The teens are part of the Youth Empowerment Project (YEP), a program of humanitarian organization World Vision, which trains young people to be agents of positive change in their struggling communities. As gang membership rises in this country, claiming more young lives in gang-related violence, it is no surprise that this topic is up for discussion between members of YEP and their congressional representatives. The teen activists will be in Washington, DC on July 17-22, 2010.
According to a new World Vision study conducted by global market research leader, Harris Interactive*, two out of threes U.S. adults (67 percent) say that gang violence among youth is increasing as a result of the current economic climate. “Financial crises generate despair in already distressed communities,” said Corryne Deliberto, World Vision’s national youth violence expert. “It’s critical to invest in mentor-focused prevention programs that equip, energize and empower youth and protect our communities.”
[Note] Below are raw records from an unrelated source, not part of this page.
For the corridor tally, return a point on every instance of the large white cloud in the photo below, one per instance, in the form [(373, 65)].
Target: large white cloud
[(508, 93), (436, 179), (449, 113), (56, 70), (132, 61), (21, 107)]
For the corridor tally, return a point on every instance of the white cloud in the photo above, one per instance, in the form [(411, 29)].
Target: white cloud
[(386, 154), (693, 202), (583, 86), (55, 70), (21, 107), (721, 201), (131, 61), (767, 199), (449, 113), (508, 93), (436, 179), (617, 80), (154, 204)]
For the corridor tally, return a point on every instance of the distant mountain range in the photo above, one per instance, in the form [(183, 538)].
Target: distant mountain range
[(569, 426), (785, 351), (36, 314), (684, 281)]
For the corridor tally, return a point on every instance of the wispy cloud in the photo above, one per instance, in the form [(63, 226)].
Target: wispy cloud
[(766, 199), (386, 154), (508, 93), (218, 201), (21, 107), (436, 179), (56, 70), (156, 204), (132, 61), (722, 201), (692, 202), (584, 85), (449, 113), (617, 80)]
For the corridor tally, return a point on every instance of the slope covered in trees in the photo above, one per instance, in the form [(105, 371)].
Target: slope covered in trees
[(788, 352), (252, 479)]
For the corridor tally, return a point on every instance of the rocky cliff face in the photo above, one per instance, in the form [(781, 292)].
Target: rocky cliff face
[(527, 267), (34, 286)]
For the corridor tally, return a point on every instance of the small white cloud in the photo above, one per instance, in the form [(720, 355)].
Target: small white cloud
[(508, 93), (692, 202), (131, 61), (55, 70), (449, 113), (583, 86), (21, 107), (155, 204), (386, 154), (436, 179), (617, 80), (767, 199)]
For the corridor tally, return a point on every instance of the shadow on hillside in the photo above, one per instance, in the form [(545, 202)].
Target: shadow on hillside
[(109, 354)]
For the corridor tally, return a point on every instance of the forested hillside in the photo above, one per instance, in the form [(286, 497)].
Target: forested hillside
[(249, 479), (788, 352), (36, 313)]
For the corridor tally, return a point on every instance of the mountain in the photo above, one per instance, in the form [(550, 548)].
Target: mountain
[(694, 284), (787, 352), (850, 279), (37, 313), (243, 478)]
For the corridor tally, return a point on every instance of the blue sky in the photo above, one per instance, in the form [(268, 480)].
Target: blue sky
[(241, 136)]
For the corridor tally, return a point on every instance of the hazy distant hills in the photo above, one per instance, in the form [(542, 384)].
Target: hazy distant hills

According to the 2002 National Youth Gang Survey (U.S. Dept of Justice), there were 731,500 gang members nationally. In 2008’s survey, there were 774,000 gang members, representing a 42,500 jump in six years. In the Chicago area, gang activity was up 10 percent and in Los Angeles, it was up 8 percent (Data from March, 2010).
Despite these troubling statistics, YEP teens—many of whom have been personally affected by gang violence—are determined to be part of the
solution. For the past six months, YEP affiliates have met with their regional leaders to write their own policy recommendations on how to end
gang violence. Aside from preparing for the DC summit, Los Angeles teens painted a mural in MacArthur Park, Chicago youth produced a video of why they are involved in YEP, and Seattle delegates have been actively working with the mayor’s office. During their upcoming trip, these teens will
advocate for passage of the Youth PROMISE Act (federal youth violence prevention legislation), now before Congress. Other topics addressed by YEP members include: education, teen pregnancy, and immigration reform.
Although Washington, DC marks the end of their 20-week empowerment program, the teens are hopeful that it will be the start of something much more significant than a trip to the nation’s capital.